I'm studying a discrete state coupled to a continuum of states. The Hamiltonian of this interaction, which i called Friedrichs Hamiltonian, is given by: $$H_{F}=E_{e}|e\rangle\langle e|+\int U|\chi_{U}\rangle\langle\chi_{U}|dU+\int\left(\xi_{U}|\chi_{U}\rangle\langle e|+\xi_{U}^{*}|e\rangle\langle\chi_{U}|\right)dU.$$ $E_{e}$ is the energy of the discrete state, $|e\rangle$, $U$ is the energy of the continuum of states, $|\chi_{U}\rangle$ and $\xi_{U}$ is the coupling coefficient of the discrete state to the continuum.
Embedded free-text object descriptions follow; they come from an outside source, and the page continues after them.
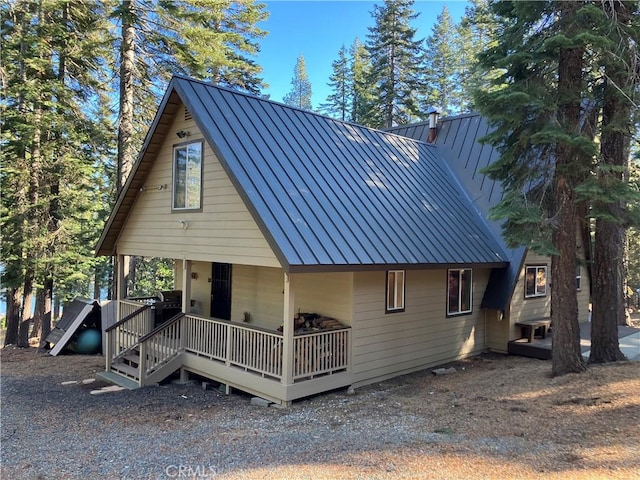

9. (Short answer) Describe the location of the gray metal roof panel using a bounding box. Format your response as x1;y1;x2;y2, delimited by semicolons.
173;77;507;269
387;113;528;310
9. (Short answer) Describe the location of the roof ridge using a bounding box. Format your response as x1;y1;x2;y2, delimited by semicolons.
170;75;437;147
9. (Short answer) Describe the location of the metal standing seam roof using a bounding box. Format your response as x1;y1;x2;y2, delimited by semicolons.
387;113;528;310
97;76;508;273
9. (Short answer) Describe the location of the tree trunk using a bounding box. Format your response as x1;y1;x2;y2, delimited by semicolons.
18;274;34;348
4;288;22;346
117;0;136;192
551;1;586;376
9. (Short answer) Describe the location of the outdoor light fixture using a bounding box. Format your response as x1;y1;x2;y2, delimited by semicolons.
176;130;190;139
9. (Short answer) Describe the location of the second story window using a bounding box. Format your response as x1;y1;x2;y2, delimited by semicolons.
173;141;203;210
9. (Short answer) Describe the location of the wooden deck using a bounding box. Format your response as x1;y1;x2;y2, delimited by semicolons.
508;321;639;360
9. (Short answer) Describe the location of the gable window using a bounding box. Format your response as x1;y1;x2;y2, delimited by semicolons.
525;265;547;298
173;141;203;210
448;269;472;315
386;270;405;313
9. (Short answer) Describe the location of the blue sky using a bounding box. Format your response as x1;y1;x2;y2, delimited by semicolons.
257;0;470;107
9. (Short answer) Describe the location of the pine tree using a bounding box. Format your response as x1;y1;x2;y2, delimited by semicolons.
283;53;313;110
475;0;599;375
422;6;459;115
1;1;112;345
350;38;375;125
112;0;269;190
366;0;425;128
321;44;350;121
588;0;640;363
456;0;498;112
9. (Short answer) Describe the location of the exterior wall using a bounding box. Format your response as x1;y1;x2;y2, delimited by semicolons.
508;251;552;340
576;265;591;323
117;103;280;268
293;272;354;326
231;265;284;329
351;268;491;388
484;308;509;353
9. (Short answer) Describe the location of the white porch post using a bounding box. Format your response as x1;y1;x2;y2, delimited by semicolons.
116;254;128;321
282;272;295;386
181;259;192;314
179;258;192;383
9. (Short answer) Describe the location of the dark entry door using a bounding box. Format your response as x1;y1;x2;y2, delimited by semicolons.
211;263;232;320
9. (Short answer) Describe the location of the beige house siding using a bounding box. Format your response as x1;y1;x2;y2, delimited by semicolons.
117;103;280;268
293;272;354;326
484;308;509;353
350;268;490;388
231;265;284;329
508;252;551;340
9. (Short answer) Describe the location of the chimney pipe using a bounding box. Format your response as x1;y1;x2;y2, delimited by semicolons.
427;109;439;143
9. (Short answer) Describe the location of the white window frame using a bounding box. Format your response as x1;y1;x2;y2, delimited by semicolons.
172;141;203;211
525;265;547;298
447;268;472;316
386;270;405;313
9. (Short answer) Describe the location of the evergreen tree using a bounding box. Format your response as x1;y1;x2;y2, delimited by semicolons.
456;0;498;112
350;37;375;125
475;0;598;375
587;0;640;363
422;6;459;115
365;0;425;128
1;1;113;345
321;44;350;121
111;0;269;190
283;53;313;110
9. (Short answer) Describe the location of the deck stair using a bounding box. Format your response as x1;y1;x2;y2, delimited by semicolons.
101;309;185;389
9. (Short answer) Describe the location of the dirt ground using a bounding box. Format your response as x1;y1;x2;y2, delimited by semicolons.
1;341;639;479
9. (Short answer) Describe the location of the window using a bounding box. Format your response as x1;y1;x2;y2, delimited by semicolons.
525;265;547;298
386;270;405;313
448;269;472;315
576;266;582;291
173;141;203;210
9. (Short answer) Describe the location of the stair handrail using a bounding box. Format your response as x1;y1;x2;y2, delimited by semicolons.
138;312;184;343
105;303;152;333
138;313;185;384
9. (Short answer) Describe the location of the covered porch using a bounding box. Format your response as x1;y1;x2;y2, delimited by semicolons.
101;256;353;405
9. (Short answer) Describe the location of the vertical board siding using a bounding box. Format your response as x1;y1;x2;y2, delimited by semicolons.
117;103;280;268
351;268;491;386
After some calculations, i got that the amplitude of probability is given by: $$\langle e\vert e^{-iHt}\vert e\rangle=\int\vert A(E)\vert^{2}e^{-iEt}dE,$$ so, the time evolution of the probability is: $$P=\vert\langle e\vert e^{-iHt}\vert e\rangle\vert^{2}=\int\vert A(E)\vert^{2}e^{-iEt}dE\int\vert A(E^{\prime})\vert^{2}e^{iE^{\prime}t}dE^{\prime}.$$ Where $E$ and $E'$ are energies of the continuum. $\vert A(E)\vert$ is the coeficient of the wave function associated with the discrete state. The value of $\vert A(E)\vert^{2}$ was also calculated and given by: $$\Rightarrow\vert A(E)\vert^{2}=\frac{\left|\xi_{E}\right|^{2}}{\left[E-E_{e}-F(E)\right]^{2}+\left|\xi_{E}\right|^{4}\pi^{2}}.$$ So, from this, i can suppose that the bandwith of the continuous spectrum is given by $\Gamma=2\pi\left|\xi_{E}\right|^{2}$ and the decayment time by $\tau=\Gamma^{-1}=\frac{1}{2\pi\left|\xi_{E}\right|^{2}}$.
I'm trying to calculate the transition rate from the discrete state to the continuum, Fermi's Golden Rule.
Can someone help me calculating for this case, please? I'm having some difficulties.